The world premiere of Room was co-produced by the Abbey Theatre in Dublin (Donoghue’s hometown) and Theatre Royal Stratford East, in 2017. It was directed by Cora Bissett, who will also direct the Canadian production. Donoghue says, “It’s pretty much the same play we produced in England, Scotland and Ireland in 2017, but we’re enjoying the opportunity to workshop it to improve anything we weren’t a hundred percent happy with, and I’ve adapted the language to a Canadian setting.” After the Grand run, the play moves to Toronto with Mirvish Productions.
Room is the dark tale of Ma, who was kidnapped and held captive as a teenager. She endures sexual violence and gives birth to her son, who is raised in captivity. The pair survive together for years in the room. Donoghue says the dramatic story is perfectly suited for the stage. “I focused on the very theatrical premise at the heart of Room: two people in a limited space, with limited resources, making things up — giving meaning to their time, creating ritual and fun out of blankness. What Ma and Jack do is turn their imprisonment into theatre, casting themselves as heroes rather than victims,” she says. Creating the character has given Donoghue time to reflect on her own parenting. While some may think of Room as a tragic tale, Donoghue found it inspiring. “Sometimes I feel I’m not much of a mother compared with Ma, though — it’s hard to live up to her!”
Some may be surprised to learn that the play has a musical element. Donoghue and Gordon say that music is a way for the actors to release intense emotions. “There won’t be big musical numbers with dancing,” says Gordon. “It’s more an elevation of emotion — when words aren’t enough to express how you’re feeling, you sing. I’m looking forward to working with Cora Bissett (the director who also wrote the music with Kathryn Joseph) and exploring that!” Donoghue says the singing will allow the role of Ma to “release all the things she has to hide from Jack and somehow to push emotion to a new level of intensity.” Donoghue was involved in discussions about where the songs would be placed and what they would do for the storyline. She says, “There’s a sort of rule for theatre that involves music — say it or sing it, not both — so we had to make sure the songs would help tell the story rather than just fleshing it out.”

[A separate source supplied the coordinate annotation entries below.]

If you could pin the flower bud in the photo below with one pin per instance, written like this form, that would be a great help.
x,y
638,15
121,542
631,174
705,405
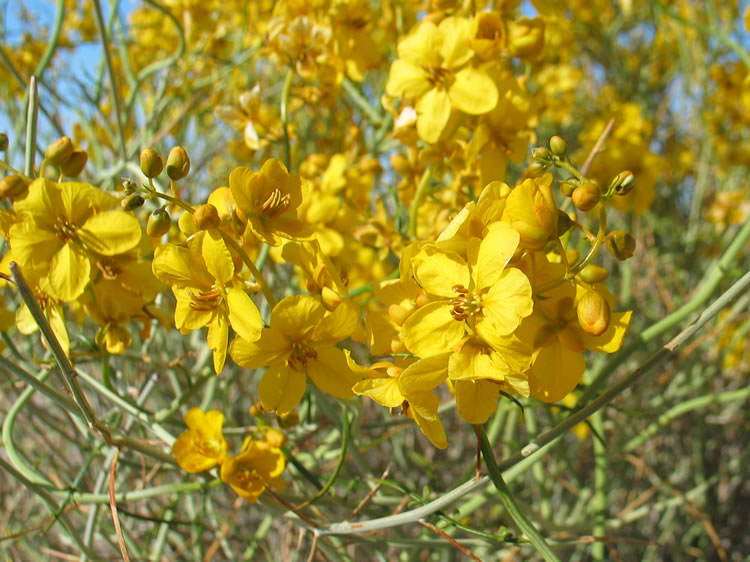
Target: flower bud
x,y
206,216
178,163
593,313
13,187
620,244
526,37
567,187
131,202
558,146
158,223
531,210
75,164
586,196
623,183
151,163
541,154
564,222
59,151
127,185
289,419
593,274
274,437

Gordon is a talented singer with a string of musical theatre productions including Guys and Dolls, The Sound of Music and Carousel at Stratford; Brigadoon at Shaw; Christmas Carol and Mary Poppins at the Grand. Room will take her to a darker stage, albeit still with singing. “I believe they’re calling Room a play with music. It is a bit of a different structure than your straightforward musical theatre piece,” says Gordon.

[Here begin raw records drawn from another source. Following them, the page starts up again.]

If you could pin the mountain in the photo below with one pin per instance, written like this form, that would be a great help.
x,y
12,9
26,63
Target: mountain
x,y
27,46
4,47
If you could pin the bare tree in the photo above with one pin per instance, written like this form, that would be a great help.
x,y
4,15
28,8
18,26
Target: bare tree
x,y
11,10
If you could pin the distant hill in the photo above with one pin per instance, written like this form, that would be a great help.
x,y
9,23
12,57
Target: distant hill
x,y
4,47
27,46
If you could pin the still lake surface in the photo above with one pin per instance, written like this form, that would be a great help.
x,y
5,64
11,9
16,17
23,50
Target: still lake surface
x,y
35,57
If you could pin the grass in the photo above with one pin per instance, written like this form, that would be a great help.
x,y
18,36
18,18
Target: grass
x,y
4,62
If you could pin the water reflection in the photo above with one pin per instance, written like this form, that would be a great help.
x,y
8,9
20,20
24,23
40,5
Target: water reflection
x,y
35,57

Gordon says she is excited and challenged to follow in the footsteps of some famous actors who have taken on the role of Ma, including Brie Larson, who won an Academy Award for her portrayal. Gordon is set to bring her own vision of the role, based on research and experiences, to create a new Ma.

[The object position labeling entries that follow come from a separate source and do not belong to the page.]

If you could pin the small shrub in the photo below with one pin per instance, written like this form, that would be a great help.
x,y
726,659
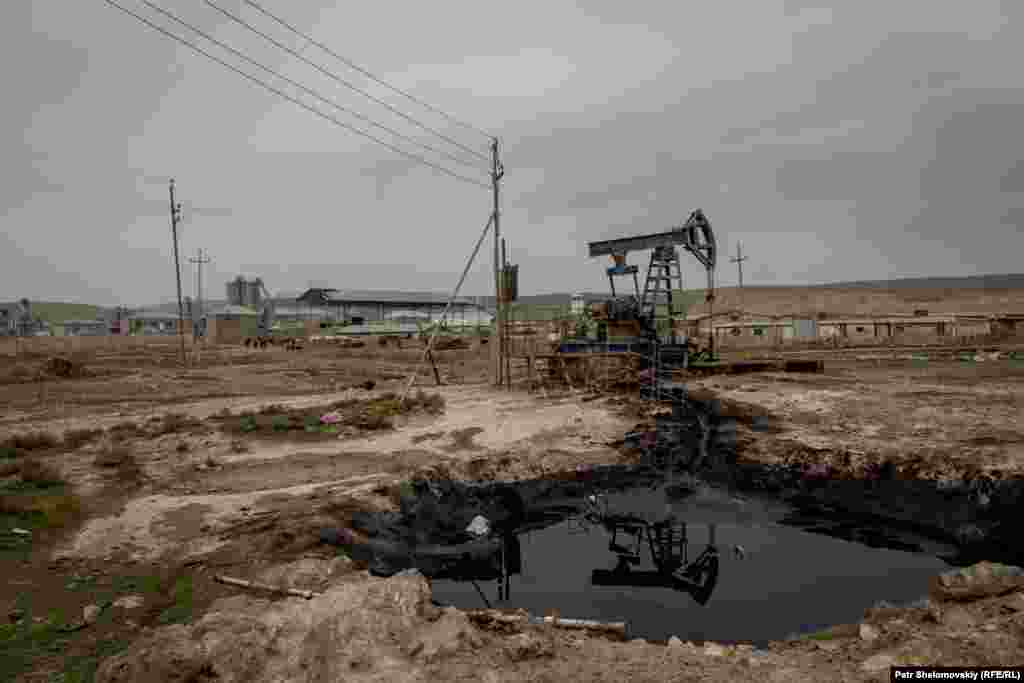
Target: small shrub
x,y
39,474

“Sort of in a similar way, I’ve played a handful of roles in classic musical theatre that have a great following, based on their famous movie version and audiences growing up with them (Guys & Dolls, Carousel, Brigadoon, etc.). I try not to base my own performances or portrayals on the movies, because I can’t be those actresses and do what they did. It has to be genuine and come from me to translate the role best,” says Gordon.
Room runs from March 13, 2020 (previews begin March 10) until March 28. It is not recommended for young children. It will then run April 4 to 26 at the CAA Theatre in Toronto, with the same cast.
A special event for book clubs will be held at the Grand Theatre with Emma Donoghue on February 10, 6:30–9 pm. She will discuss her novel Room as well as the upcoming play with lead actor Alexis Gordon. Watch the Grand website (grandtheatre.com) for more details.